During BlizzCon, we talked about our clarity of vision for the future of Overwatch. (Did you feel that downshift? Warning. This is a piece that gets a little more philosophical… before getting a little more sentimental.) Overwatch is an intense and competitive multiplayer shooter. We have millions of players in our game every day enjoying it. And we would like to not only give you more of that experience, but also improve it. When I use the term competitive, I don’t just mean playing Ranked, even Quick Play is demanding and sweaty. That intensity and fast pace are inherent to most of our game modes, and we love that! At BlizzCon, we talked about an overhaul of our competitive system in Season 9, and other updates, such as expanded grouping restrictions, in later seasons.
We are also working on updates to improve the experience in other parts of the game. For example, we are looking for ways to reduce the number of people who abandon or sabotage games; Since the start of Season 7, the drop rate in QP has dropped by almost 20% in some game modes. We’re also working on the way we complete matches so that players no longer enter a match with seconds left. Additionally, we continually improve our matchmaking, anti-toxicity, and anti-cheat efforts. We’re also excited to run some experiments aimed at making the game more fun. For example, what would happen if generation times were drastically reduced? Look for those starting in season 8.
At BlizzCon, our big announcements focused on the core of our game. This doesn’t mean we’re not working to bring fun, new modes and events to all of you. For example, we announced Hero Mastery: Gauntlet at the show and also held our K-pop event during BlizzCon. We have a lot more of this in the works, some focused on PvP, some on PvE, some on both, and some that might be a little harder to categorize. We’re excited about these modes and events, but we don’t talk about them much. I don’t want any of you to get the wrong idea: we’re still committed to events like this, but we want them to be a time of “surprise and delight” for our players.
One of the most emotionally satisfying parts of BlizzCon is talking to fans from all over the world. Many of you love Overwatch, as well as other Blizzard games, and we all gathered in Anaheim to celebrate that passion. Talking to all of you and hearing your stories puts so much of what we do into perspective. It’s easy to get lost in the details of game development or the partially anonymous comments we receive online, but hearing a story about how two people met on Overwatch, got married, and are now expecting their first child is something else entirely.
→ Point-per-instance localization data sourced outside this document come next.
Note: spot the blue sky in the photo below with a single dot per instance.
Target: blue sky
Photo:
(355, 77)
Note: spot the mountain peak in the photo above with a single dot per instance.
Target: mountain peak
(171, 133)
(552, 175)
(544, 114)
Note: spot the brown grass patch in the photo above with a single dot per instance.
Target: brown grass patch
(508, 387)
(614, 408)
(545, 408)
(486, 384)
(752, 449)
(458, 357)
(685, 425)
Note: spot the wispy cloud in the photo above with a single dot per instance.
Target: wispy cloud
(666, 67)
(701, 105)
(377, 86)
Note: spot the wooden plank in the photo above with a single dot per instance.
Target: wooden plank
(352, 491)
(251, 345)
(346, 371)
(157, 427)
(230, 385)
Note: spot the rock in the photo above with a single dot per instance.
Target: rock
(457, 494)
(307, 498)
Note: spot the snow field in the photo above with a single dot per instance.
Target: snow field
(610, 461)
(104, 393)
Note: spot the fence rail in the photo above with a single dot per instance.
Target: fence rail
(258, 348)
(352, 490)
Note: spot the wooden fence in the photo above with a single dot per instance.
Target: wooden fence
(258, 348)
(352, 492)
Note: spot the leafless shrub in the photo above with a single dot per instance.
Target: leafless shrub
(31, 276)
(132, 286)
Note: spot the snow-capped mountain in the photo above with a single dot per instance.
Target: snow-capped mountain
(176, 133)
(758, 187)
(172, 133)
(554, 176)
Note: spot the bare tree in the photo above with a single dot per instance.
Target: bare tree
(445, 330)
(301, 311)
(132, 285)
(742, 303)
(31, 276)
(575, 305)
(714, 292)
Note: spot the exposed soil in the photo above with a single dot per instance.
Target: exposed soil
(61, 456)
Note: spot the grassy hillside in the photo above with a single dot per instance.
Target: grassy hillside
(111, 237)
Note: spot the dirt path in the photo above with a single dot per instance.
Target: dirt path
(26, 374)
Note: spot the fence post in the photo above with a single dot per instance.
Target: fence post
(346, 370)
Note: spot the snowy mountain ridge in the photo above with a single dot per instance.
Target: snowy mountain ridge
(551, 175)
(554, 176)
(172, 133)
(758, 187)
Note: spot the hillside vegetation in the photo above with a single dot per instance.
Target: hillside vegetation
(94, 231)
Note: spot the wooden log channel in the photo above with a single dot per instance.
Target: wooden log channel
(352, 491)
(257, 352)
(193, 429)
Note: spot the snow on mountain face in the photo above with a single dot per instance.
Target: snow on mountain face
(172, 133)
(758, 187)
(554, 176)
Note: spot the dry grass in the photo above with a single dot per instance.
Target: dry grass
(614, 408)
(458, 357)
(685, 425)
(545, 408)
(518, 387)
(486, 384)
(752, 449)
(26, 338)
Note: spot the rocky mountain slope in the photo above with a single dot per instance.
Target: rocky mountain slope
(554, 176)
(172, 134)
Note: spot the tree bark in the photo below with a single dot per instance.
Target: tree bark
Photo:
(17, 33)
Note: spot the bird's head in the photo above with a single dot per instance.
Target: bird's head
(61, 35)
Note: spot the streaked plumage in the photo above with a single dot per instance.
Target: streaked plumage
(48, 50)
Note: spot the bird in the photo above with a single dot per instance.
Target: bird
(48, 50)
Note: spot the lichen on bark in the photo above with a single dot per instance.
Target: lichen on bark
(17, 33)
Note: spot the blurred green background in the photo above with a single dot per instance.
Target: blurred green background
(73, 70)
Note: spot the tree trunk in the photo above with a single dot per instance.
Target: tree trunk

A mother who had never played our game flew from Texas to bring her son to the convention. A couple who bonded over Overwatch got engaged at BlizzCon! This program left me and many other members of the Overwatch team recharged, reinvigorated, and ready to dive back into the game and universe we love. It’s a little ironic, but it makes a lot of sense to me that a show where we feel the love of our community is also the same show that reminded me why I make games in the first place. I am very grateful to all of you and can only hope that the energy and passion we put into our game is enough as a thank you.
Thanks for reading and see you in the game!